Elin Hilderbrand
Hachette Audio
July 6, 2010/ ISBN 160788240X
Chick Lit / Contemporary Ficiton/ Massachusetts
/ Audio CD / Runtime: 15 hrs., 14 min.
Amazon
Reviewed
by Jo Rogers
Elin Hilderbrand
brings us another of her summer books that make good reading while
you’re on vacation. This story begins with Birdie Cousins
getting ready for her first date with Hank. In fact, it was the
first date she’d had since her thirty-year marriage to Grant
Cousins ended in divorce. She was nervous, but Hank was special.
He was also technically married, but his wife languished in a nursing
home, a victim of Alzheimer’s. She no longer knew Hank and
his children when she saw them.
Later that
night, Birdie’s oldest daughter, Chess, called to tell her
she had broken off her engagement to Michael Morgan. She didn’t
tell her why. A day or two later, Chess called again, this time
to say she’d quit her prestigious job and was on her way home.

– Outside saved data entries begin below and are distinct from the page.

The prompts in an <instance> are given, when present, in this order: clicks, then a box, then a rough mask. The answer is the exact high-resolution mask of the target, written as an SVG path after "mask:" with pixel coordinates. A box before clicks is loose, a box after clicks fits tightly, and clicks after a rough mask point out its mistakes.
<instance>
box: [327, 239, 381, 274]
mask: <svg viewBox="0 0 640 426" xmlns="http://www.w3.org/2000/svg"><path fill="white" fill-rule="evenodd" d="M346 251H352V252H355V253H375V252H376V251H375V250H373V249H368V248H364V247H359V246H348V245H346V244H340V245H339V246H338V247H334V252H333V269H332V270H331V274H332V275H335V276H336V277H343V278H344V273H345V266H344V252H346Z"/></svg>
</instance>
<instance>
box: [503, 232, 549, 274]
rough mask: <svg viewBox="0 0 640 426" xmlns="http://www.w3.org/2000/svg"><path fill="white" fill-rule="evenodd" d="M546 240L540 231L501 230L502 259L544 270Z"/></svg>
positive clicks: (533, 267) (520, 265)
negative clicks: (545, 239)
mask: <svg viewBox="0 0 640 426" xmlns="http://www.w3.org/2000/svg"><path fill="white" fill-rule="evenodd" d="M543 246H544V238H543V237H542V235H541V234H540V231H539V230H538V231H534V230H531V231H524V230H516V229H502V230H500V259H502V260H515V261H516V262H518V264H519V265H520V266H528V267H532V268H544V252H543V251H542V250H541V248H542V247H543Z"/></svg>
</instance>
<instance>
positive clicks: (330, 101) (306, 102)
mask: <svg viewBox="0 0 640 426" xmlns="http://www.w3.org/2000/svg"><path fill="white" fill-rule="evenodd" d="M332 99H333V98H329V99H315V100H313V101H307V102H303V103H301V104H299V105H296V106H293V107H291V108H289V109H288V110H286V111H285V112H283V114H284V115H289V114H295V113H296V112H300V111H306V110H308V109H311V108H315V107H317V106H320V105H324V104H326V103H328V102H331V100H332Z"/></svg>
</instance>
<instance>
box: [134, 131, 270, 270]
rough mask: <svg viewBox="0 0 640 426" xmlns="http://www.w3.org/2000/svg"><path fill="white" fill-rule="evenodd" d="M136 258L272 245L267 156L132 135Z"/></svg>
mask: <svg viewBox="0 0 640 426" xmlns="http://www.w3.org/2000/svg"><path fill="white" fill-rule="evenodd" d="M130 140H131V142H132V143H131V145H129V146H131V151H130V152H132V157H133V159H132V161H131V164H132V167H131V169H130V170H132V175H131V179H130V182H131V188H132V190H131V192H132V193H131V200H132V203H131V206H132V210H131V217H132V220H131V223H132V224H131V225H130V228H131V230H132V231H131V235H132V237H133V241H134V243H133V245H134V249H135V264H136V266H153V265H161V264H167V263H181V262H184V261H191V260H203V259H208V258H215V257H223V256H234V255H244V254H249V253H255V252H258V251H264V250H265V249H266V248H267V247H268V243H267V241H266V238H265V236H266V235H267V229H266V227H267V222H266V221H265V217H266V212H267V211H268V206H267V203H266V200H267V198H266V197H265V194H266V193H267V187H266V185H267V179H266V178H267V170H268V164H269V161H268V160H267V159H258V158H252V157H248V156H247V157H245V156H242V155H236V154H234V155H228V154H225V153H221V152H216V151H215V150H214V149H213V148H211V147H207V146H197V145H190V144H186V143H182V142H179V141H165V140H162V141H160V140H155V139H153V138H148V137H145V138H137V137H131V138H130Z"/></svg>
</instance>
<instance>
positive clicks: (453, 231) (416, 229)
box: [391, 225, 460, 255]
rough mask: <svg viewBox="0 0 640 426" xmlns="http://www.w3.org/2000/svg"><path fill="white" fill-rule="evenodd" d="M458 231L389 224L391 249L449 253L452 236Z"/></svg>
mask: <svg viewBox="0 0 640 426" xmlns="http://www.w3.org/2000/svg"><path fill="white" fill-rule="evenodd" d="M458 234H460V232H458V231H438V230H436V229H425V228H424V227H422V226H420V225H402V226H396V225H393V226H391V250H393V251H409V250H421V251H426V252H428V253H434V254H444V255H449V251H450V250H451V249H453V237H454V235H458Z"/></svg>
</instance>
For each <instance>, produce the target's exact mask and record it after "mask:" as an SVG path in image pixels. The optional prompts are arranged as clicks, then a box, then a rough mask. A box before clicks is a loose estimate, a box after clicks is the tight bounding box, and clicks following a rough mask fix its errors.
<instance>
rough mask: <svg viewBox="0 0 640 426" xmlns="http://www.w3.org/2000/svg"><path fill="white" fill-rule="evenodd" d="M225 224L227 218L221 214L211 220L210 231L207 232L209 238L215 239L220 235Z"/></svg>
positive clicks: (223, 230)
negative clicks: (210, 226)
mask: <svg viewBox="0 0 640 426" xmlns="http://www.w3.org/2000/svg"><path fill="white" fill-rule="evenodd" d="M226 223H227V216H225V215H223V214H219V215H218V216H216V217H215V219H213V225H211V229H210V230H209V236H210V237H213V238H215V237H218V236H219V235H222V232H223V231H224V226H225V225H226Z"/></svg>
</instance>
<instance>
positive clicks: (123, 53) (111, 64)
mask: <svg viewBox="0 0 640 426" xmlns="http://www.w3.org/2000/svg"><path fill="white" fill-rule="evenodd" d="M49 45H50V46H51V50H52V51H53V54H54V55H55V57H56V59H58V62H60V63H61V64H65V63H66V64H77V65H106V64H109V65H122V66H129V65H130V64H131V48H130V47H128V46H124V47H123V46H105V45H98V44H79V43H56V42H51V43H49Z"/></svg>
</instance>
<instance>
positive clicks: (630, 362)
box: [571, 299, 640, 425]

When she got there, she was thin and unkempt. She walked in her
mother’s front door and dropped her cell phone into the trash
can. She said she was done and she didn’t want to talk about
it. Birdie immediately called her own sister, India. The two of
them planned a vacation to the place they always went to regroup
and heal, primitive and privately owned Tuckernuck Island. Chess’s
younger sister, Tate, was to go with them.
The Island
is a well written novel that covers three love stories. Though I’m
not a fan of romance, this is an interesting book. The women are
typical of the denizens of the romance novel. However, the tragedy
that brings them to Tuckernuck is unusual. The outcome of each romantic
relationship is as individual as the women involved. Not all of
them come to the expected end, especially not Chess’. If you
love summer romances, you’ll adore The Island.”